Wednesday, April 10, 2013

Highlighting splits in a splits graph


A splits graph is interpreted in terms of splits, or bipartitions, which divide the graph into two non-overlapping parts. If one wishes to refer to particular splits in a graph then one needs a way of highlighting those splits.

This can be done in a number of ways, some of them derived from conventions originating for the presentation of rooted phylogenetic trees. These include highlighting the taxa in one of the partitions, which is analogous to highlighting a clade in a rooted phylogenetic tree. Alternatively, we could colour the edges associated with each of the two partitions, as shown in this previous blog post (How to interpret splits graphs); however, this works only for a single split at a time.

Alternatively, it is also possible to label the edges of the splits themselves, as shown in this previous blog post (Representing evolutionary scenarios using splits graphs). Dabert et al. (Dabert M, Witalinski W, Kazmierski A, Olszanowski Z, Dabert J (2010) Molecular phylogeny of acariform mites (Acari, Arachnida): strong conflict between phylogenetic signal and long-branch attraction artifacts. Molecular Phylogenetics and Evolution 56: 222-241) present another possibility, which is to colour only the edges that separate to two partitions of each split, as shown in the figure.


This works very well visually. However, there is still the matter of actually labelling the coloured edges. Unfortunately, Dabert et al. chose to do this using terminology that is more appropriate for a rooted phylogenetic tree than an unrooted data-display network. That is, they refer to "clades", which can be recognized only in a rooted graph. Their diagram is clearly labelled with a root taxon, even though the graph itself is unrooted. The implication here is that interpreting the unrooted graph as a rooted network is straightforward, but it is not.
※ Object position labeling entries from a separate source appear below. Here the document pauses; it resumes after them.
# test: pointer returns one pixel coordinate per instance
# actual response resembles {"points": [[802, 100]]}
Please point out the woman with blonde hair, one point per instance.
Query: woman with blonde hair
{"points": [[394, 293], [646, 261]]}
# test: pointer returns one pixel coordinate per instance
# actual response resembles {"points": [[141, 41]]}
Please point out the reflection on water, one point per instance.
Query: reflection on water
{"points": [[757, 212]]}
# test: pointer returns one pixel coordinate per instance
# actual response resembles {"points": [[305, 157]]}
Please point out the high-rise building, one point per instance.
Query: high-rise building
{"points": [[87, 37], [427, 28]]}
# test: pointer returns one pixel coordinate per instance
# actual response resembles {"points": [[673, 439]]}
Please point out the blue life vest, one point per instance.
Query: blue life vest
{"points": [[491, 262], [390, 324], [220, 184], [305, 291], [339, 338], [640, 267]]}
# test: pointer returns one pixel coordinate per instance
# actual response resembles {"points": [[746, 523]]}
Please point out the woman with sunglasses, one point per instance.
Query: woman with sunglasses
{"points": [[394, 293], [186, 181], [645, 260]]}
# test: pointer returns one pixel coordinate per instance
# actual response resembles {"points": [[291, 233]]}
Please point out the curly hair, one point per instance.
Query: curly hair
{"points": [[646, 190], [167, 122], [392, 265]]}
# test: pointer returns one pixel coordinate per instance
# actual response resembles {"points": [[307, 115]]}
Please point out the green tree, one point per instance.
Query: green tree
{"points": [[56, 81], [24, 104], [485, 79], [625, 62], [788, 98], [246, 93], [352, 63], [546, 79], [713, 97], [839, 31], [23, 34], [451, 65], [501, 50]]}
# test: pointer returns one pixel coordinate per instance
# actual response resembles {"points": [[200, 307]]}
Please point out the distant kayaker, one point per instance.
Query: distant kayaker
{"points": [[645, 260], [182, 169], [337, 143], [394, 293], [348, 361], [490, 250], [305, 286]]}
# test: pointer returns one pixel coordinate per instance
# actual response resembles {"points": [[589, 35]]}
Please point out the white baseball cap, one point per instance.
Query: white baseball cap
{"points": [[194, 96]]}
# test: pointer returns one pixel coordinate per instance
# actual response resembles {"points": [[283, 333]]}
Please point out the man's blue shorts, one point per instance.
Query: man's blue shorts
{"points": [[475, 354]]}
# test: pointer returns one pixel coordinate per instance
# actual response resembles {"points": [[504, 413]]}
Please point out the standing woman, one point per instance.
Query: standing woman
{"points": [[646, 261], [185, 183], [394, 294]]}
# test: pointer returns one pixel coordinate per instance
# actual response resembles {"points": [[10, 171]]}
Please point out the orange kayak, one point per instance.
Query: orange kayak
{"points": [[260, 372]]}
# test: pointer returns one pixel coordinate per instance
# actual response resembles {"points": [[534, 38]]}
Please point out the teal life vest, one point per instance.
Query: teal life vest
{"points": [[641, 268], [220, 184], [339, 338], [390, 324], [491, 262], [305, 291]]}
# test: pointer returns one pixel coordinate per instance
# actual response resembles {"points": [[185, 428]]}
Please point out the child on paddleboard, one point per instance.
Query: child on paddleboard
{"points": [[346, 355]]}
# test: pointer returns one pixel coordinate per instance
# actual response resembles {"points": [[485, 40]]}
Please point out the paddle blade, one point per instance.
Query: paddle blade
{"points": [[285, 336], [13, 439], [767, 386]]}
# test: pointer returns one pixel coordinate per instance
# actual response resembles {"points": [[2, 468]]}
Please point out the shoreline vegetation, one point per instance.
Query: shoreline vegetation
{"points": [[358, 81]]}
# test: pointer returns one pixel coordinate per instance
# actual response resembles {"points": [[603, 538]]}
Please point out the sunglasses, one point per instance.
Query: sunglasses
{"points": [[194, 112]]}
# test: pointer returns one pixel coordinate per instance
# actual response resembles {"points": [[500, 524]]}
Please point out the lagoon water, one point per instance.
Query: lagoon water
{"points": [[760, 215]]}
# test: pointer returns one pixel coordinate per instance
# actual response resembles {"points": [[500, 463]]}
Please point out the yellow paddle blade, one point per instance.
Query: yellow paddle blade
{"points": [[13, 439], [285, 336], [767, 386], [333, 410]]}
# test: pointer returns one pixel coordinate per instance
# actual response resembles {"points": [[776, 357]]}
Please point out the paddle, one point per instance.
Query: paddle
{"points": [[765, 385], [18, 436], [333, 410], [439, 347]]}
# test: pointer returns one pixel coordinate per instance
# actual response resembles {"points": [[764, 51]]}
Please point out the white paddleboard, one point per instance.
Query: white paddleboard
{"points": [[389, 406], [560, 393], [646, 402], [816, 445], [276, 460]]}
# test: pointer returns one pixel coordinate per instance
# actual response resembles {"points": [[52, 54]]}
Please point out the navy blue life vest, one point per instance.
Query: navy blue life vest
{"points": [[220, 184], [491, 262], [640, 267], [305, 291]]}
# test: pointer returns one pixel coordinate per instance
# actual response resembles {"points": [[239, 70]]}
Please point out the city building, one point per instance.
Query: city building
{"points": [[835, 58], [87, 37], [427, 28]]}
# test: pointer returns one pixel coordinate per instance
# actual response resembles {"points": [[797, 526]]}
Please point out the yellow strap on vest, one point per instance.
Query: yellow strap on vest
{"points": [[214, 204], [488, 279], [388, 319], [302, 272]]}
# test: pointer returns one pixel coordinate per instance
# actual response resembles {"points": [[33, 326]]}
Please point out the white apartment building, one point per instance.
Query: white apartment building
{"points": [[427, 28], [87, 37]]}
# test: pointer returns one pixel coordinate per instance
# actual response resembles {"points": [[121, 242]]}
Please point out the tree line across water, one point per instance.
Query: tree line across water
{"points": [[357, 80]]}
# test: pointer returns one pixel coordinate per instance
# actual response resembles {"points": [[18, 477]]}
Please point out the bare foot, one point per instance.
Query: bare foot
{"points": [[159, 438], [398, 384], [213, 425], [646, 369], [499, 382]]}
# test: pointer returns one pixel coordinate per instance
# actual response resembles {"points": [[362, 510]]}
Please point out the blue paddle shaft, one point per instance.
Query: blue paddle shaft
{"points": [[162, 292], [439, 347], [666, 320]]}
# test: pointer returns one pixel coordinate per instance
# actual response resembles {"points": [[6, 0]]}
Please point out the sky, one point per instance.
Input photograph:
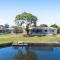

It would be better to use the standard terminology, which refers to "splits" or "partitions", rather than to "clades".

2 comments:

  1. Agreed (mostly).

    If we're to use "clade" to mean "monophyletic clade" or even "my best guess at a monophyletic clade bearing in mind how difficult it is given my data", then it's a term that requires a root.

    Partition is probably better here than split though, because it seems to be a better known term for "division of set into things" and avoids the whole "lumpers vs splitters" taxonomist conflict.

    But if the graph has a root, then it's rooted: might not make biological sense to have the root there, but as a mathematical concept it is perfectly valid to say, certainly in a tree and probably in a split network, that "here is the root" and therefore "all these edges are directed away from the root". The slight caveat for these networks is that they do have to be split networks, else the implied direction is not clear. Here, it appears that there are no cycles created if we insist that all edges in a split (partition) have the same orientation, and for hybridisation networks this would also be the case, so perhaps it's not such a problem to supply a root to such a network...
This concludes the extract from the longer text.